The second morning felt different. The sun hadn't changed, and the van still rattled with the same metallic groan, but my world had a new rhythm. I woke up before my alarm, the heavy grogginess of a 10th-grader replaced by a sharp, electric anticipation. I wasn't just going to school; I was going to her.

When I stepped into the van, she was already there. Our eyes met, and that "shift" from yesterday locked into place. We talked again—easier this time, as if the silence of the previous afternoon had been a bridge we both needed to cross. We laughed about a neighbor's loud dog and complained about the weight of our bags. It was simple, it was light, and it was perfect.

But the moment that changed everything happened at the school gates.
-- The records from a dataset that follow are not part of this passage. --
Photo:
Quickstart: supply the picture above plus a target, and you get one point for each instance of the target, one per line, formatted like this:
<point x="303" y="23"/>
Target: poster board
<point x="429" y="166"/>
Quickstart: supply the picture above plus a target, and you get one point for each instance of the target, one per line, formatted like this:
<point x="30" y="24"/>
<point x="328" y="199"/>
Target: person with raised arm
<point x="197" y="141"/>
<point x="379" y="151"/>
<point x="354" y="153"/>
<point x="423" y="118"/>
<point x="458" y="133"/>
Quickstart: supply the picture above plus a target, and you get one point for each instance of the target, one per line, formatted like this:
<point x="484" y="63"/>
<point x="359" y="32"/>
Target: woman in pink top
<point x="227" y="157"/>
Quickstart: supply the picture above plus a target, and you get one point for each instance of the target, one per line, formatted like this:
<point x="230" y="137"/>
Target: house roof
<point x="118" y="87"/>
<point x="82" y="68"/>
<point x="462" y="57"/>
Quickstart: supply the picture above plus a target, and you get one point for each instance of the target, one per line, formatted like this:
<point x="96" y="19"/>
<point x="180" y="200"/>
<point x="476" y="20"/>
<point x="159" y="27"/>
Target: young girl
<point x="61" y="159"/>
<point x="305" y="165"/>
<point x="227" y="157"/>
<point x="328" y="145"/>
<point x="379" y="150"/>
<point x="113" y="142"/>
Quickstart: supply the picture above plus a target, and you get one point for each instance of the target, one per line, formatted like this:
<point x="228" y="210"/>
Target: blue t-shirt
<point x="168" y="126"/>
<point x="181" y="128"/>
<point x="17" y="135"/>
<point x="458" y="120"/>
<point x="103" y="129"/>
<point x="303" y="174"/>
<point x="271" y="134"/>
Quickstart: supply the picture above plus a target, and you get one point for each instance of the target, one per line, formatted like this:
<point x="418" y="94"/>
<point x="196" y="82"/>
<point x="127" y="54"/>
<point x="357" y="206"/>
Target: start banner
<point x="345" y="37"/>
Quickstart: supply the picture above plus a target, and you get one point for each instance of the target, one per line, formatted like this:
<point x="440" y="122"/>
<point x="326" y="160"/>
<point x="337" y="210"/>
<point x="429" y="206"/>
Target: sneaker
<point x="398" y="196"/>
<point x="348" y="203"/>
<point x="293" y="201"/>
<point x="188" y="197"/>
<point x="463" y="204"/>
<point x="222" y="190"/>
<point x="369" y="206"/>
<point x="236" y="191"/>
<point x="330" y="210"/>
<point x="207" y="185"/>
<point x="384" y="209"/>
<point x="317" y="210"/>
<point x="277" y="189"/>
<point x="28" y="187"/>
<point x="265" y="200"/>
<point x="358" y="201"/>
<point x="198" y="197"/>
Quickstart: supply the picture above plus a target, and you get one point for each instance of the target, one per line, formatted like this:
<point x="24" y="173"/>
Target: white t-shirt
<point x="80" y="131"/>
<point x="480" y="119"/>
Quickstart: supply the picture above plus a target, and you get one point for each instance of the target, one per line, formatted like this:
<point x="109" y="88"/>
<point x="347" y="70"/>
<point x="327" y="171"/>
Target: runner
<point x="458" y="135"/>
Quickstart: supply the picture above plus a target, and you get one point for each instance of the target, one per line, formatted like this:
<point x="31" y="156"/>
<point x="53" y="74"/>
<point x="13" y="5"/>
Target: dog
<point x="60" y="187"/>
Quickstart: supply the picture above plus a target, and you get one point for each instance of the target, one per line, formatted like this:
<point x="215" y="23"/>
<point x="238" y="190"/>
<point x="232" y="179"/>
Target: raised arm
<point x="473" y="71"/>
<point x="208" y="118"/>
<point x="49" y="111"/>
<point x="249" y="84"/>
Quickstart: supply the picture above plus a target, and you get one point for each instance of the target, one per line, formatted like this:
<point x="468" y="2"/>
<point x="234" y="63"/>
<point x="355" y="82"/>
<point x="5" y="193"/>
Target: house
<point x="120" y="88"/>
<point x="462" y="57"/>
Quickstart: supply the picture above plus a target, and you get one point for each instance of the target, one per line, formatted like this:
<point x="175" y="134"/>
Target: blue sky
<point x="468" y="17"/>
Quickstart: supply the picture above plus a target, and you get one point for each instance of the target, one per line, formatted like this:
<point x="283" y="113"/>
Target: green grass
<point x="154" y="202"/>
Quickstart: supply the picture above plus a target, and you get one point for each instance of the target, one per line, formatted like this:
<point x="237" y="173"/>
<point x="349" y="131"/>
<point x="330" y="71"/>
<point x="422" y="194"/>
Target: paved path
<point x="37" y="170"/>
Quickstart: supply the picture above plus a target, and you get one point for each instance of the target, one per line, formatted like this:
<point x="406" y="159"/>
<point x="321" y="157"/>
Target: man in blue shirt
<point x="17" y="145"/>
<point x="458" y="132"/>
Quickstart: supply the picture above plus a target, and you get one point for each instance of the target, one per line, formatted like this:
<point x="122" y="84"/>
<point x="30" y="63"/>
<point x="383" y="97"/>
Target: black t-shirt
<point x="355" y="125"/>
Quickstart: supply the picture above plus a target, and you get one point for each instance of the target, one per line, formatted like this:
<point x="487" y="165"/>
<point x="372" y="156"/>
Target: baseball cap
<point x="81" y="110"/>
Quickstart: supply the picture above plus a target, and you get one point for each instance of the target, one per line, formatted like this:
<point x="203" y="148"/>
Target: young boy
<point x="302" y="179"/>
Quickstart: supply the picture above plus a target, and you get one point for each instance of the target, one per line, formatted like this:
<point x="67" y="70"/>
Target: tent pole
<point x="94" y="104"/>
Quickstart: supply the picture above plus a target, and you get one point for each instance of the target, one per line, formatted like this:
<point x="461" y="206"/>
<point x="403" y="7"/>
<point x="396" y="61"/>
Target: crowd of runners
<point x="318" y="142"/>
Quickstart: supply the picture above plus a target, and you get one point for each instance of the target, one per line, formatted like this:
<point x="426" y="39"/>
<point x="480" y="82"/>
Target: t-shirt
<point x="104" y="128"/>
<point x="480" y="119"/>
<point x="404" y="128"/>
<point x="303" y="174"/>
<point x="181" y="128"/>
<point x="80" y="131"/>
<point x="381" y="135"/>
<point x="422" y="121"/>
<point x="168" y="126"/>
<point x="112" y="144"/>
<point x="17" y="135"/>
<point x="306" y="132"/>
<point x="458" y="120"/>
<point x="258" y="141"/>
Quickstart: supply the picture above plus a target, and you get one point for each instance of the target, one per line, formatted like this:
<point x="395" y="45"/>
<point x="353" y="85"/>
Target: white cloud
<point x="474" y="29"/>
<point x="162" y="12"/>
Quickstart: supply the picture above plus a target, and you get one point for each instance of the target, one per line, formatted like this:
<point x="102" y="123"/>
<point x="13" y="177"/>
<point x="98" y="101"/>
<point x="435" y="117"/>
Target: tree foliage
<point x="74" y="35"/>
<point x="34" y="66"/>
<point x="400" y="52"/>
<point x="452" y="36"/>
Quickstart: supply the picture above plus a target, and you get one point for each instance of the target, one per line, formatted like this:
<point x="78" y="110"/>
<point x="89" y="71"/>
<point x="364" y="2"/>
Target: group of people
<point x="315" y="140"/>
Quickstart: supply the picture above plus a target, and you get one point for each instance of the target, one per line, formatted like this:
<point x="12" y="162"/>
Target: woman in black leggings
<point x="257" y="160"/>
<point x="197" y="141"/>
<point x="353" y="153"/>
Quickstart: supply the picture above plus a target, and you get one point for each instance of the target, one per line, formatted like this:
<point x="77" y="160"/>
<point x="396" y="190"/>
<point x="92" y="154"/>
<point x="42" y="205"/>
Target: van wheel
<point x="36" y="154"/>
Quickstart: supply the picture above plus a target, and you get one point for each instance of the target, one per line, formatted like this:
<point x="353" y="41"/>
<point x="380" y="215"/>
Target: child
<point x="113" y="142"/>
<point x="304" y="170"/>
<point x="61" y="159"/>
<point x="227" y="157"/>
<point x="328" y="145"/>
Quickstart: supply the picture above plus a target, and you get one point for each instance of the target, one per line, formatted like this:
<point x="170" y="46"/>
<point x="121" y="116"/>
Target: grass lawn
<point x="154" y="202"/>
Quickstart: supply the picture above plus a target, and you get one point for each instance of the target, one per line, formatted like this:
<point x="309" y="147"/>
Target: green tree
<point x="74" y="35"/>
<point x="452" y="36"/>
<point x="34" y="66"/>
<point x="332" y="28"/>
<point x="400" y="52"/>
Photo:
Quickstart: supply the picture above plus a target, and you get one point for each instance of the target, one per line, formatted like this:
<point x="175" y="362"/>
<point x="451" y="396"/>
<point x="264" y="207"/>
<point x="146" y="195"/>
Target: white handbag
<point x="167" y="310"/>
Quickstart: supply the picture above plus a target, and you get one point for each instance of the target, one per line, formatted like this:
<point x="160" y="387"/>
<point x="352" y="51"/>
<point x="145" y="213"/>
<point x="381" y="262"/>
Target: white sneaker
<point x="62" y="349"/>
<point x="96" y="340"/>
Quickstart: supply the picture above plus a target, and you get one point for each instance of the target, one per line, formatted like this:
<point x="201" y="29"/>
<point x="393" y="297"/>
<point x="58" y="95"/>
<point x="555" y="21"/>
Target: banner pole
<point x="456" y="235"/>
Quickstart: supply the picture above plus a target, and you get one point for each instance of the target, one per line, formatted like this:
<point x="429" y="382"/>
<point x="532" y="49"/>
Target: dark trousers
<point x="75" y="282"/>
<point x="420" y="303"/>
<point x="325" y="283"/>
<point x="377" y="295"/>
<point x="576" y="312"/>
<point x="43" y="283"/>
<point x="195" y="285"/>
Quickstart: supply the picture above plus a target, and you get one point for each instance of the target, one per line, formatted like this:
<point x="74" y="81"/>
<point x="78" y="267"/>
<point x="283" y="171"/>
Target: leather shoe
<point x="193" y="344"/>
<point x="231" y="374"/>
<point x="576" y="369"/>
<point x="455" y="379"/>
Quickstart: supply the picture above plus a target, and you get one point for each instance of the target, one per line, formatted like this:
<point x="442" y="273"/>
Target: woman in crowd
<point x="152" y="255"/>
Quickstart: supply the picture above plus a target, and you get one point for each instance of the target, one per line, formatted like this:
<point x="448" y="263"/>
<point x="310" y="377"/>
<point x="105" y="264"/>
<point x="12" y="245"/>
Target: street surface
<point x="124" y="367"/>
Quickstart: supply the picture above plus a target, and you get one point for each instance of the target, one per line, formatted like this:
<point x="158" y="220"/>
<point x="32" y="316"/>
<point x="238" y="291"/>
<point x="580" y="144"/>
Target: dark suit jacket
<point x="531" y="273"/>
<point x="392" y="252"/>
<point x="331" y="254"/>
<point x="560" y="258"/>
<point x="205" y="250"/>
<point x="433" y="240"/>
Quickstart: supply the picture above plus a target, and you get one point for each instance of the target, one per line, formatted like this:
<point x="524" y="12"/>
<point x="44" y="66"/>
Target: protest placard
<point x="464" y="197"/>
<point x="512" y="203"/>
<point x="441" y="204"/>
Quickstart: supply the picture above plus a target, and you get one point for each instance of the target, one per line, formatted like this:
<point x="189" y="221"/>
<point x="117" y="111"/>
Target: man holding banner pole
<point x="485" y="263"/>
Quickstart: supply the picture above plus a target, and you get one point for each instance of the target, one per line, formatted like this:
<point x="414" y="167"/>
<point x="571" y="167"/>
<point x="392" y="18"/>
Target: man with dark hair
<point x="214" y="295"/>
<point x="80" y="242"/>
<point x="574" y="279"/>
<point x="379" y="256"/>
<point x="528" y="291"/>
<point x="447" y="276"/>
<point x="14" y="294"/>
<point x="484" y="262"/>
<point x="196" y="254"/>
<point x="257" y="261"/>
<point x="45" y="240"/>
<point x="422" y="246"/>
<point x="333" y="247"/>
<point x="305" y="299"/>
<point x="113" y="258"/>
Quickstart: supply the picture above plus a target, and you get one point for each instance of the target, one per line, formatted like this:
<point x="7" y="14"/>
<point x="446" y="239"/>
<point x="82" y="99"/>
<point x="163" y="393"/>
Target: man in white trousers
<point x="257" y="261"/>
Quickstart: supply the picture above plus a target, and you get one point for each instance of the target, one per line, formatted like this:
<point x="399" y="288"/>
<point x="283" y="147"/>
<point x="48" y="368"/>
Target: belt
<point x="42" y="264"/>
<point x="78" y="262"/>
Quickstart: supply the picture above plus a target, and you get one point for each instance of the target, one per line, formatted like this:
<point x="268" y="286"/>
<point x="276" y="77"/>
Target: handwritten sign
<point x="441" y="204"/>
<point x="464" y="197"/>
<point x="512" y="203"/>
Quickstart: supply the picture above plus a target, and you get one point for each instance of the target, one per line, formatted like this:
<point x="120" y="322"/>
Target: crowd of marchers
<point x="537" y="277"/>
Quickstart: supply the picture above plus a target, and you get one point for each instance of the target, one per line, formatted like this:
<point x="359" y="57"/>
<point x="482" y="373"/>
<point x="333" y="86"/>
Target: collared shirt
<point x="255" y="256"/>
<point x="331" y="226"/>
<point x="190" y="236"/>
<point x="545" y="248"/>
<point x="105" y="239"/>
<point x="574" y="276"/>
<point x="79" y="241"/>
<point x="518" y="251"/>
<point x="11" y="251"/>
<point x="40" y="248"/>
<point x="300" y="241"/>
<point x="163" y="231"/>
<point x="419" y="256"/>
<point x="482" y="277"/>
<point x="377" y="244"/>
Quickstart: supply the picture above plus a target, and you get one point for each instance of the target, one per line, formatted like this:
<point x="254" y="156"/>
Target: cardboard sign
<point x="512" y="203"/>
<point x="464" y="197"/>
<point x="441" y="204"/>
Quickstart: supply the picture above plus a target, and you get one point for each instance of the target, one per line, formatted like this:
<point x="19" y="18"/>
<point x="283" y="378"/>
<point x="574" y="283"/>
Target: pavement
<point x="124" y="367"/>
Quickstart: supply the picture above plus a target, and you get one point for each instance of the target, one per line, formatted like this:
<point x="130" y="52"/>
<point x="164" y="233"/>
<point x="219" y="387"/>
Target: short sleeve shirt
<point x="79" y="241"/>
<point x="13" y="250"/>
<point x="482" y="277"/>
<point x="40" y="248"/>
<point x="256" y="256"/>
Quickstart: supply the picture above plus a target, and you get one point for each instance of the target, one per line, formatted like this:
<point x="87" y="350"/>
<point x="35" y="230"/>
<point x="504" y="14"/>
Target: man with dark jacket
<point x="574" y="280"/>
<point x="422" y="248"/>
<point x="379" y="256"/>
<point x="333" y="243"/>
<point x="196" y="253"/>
Usually, the walk from the van to the school building is a mechanical process—a sea of white and blue uniforms flowing toward the entrance. I was walking with my friends, but my mind was lingering on the seat I had just left. Suddenly, I felt a pull to look back.

I turned my head, and there she was, a few paces behind. She caught my eye and, with a small, shy smile, she lifted her hand and waved.

It was just a wave. A five-second movement of fingers in the morning air. But to me, it felt like she had handed me the keys to a kingdom. In that one gesture, she wasn't just saying "Goodbye"; she was saying, "I see you. You are different from the others."

I stood there for a split second too long, my heart hammering against my ribs. I realized then—with the clarity of a lightning strike—what "love" actually was. It wasn't the big, dramatic speeches from the Hindi films we watched. It was this. It was the way a simple wave from a girl in a Marathi medium uniform could make a boy feel like he was walking on air in the middle of a dusty schoolyard.

I walked into my first lecture, but I didn't hear a word the teacher said. I was busy replaying that wave in my head, analyzing the angle of her wrist, the curve of her smile. I was finally realizing that the poets weren't lying. There is a madness in it, a sweet, quiet madness that makes the most ordinary morning feel like a miracle.

The afternoon, however, brought a different kind of quiet.

The van hadn't departed yet when school let out, and the usual chaos of the dispersal meant we didn't get a chance to speak. We sat in our usual spots for the ride home, but the air was thick with the heat of the day and the presence of too many other students. We didn't talk. We didn't need to. The wave from the morning was still vibrating in the space between us, a silent pact that didn't need words to be real.

When I finally reached home, the house was quiet, but my mind was a festival.

I didn't feel the exhaustion of the school day. I didn't feel the stress of the 10th-grade syllabus. I just sat in my room, a wide, uncontrollable smile spreading across my face. I felt... happy. Not just "good," but a deep, glowing kind of happy that starts in your chest and warms your entire body.

I looked at my reflection in the window. I looked like the same boy, but I knew I was moving toward something. I was falling, and for the first time in my life, I wasn't afraid of the ground. I was convinced that this was pure. I was convinced that this was real.

I thought about the "physical steps" the world talks about, but they felt lightyears away. Why would I need anything else when a single wave could make me feel this powerful? I was content to stay in this feeling forever—the feeling of being "seen" by the girl in the purple-tinted dawn.